Opposite the table, the trio displayed their reactions to Dumbledore's words. They had confused Harry, made Hermione huff quietly and intrigued Lisa, thus each of the first-years had her or his interpretation of them and mused over it while the old wizard tried The Quill once more. Harry understood the gist of it as the typical grown-up opinion of kids: they know nothing, and must do as adults say. "If he doesn't tell me anything, I'll find out myself," he concluded.

Next to him, Hermione fumed and chewed on a green marshmallow. "Unprepared minds, he says. Well, he _is_ the greatest wizard in the world so he _must_ be correct about that. That decides it then, I'll prepare our minds to be ready for that knowledge!"

Lisa was perched on the edge of the couch by Harry's right side, worrying her fingers and struggling to adjust to a world turned upside down. "Mighty Odin, Merlin and Canute, what sort of labyrinth have I fallen into? This calls for a good pillaging of the Hogwarts Library in order to find our way trough."

The evening had finally faded into a partially clouded night, and while detention had been both unusual and stressful for all parties involved, the ambient tension seemed to sink along with the temperature outside. The old headmaster had been thoroughly shaken by unexpected events, something for which he blamed no one but himself due to him considering a much too narrow set of possibilities, and also pleased to have been shown to a new and exciting view of his hundreds of pupils.

Smiling in anticipation under his white, untied beard, the Headmaster of Hogwarts decided to push the old magic around them, just one last time and enjoy the results.

Five minutes later, three children walked back to their respective Common Rooms shaking their heads, having witnessed the world's greatest wizard exit the castle with bouncing steps and start _chirping_ and _clucking_ under the trees leaning from the very edge of the Forbidden Forest, fruitlessly trying to coax a flock of owls to eat some lemon drops off his open hand. Detention was truly an strange affair when served under Albus Dumbledore.

* * *

Notes:  
1.- Ron is convinced all Weasleys are Gryffindors, but he doesn't know that his grandfather's wife, Cerella, was (is?) a Black and a Slytherin herself. I didn't want to put this in the middle of the chapter because it makes for a better read if Ron is shown the truth later on, but I also wish to clarify that it's a deliberate bit of misinformation.

2.- This chapter gives an omniscient view of the main characters, because while in the original universe of Harry Potter the fun was in trying to unravel the mysteries surrounding Voldemort, Harry and Dumbledore, most of us already know the facts, and the joy of fan-fiction writing is twisting those facts while hopefully creating an entertaining story out of that!

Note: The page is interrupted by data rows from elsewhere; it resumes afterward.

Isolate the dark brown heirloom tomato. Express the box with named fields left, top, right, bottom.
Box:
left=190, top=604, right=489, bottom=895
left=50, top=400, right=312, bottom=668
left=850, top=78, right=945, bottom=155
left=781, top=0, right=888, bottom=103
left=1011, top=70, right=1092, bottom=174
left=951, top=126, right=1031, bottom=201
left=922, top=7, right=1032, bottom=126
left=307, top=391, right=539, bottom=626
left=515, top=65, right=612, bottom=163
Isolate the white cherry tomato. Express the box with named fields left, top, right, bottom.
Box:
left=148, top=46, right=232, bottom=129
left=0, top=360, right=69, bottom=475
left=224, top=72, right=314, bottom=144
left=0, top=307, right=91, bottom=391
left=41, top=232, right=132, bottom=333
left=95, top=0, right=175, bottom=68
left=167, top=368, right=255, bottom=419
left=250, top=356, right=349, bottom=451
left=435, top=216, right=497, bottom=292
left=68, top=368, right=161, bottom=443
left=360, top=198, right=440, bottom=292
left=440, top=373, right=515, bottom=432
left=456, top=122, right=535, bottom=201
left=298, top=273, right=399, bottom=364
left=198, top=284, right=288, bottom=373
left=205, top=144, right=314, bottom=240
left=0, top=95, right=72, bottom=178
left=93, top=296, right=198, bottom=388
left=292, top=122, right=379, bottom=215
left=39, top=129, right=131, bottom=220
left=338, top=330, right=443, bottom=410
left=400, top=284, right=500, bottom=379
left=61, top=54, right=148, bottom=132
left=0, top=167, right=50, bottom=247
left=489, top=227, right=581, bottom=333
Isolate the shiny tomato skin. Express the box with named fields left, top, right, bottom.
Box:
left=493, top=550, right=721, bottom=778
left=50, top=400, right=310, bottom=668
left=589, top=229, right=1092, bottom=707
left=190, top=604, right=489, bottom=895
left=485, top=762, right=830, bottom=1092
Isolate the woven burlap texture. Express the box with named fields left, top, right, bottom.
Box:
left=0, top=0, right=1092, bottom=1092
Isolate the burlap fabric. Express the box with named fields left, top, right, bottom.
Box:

3.- Title is a reference to a play by Gilbert and Sullivan called The Sorcerer, more specifically to its most famous ditty. It's too long to reproduce here, but it goes "Oh! my name is John Wellington Wells, I'm a dealer in magic and spells," and so on. Watch it on DVD, web-video or your nearest theatre if you can, because although it isn't Gilbert and Sullivan's best work by a long shot, it's definitely worth it!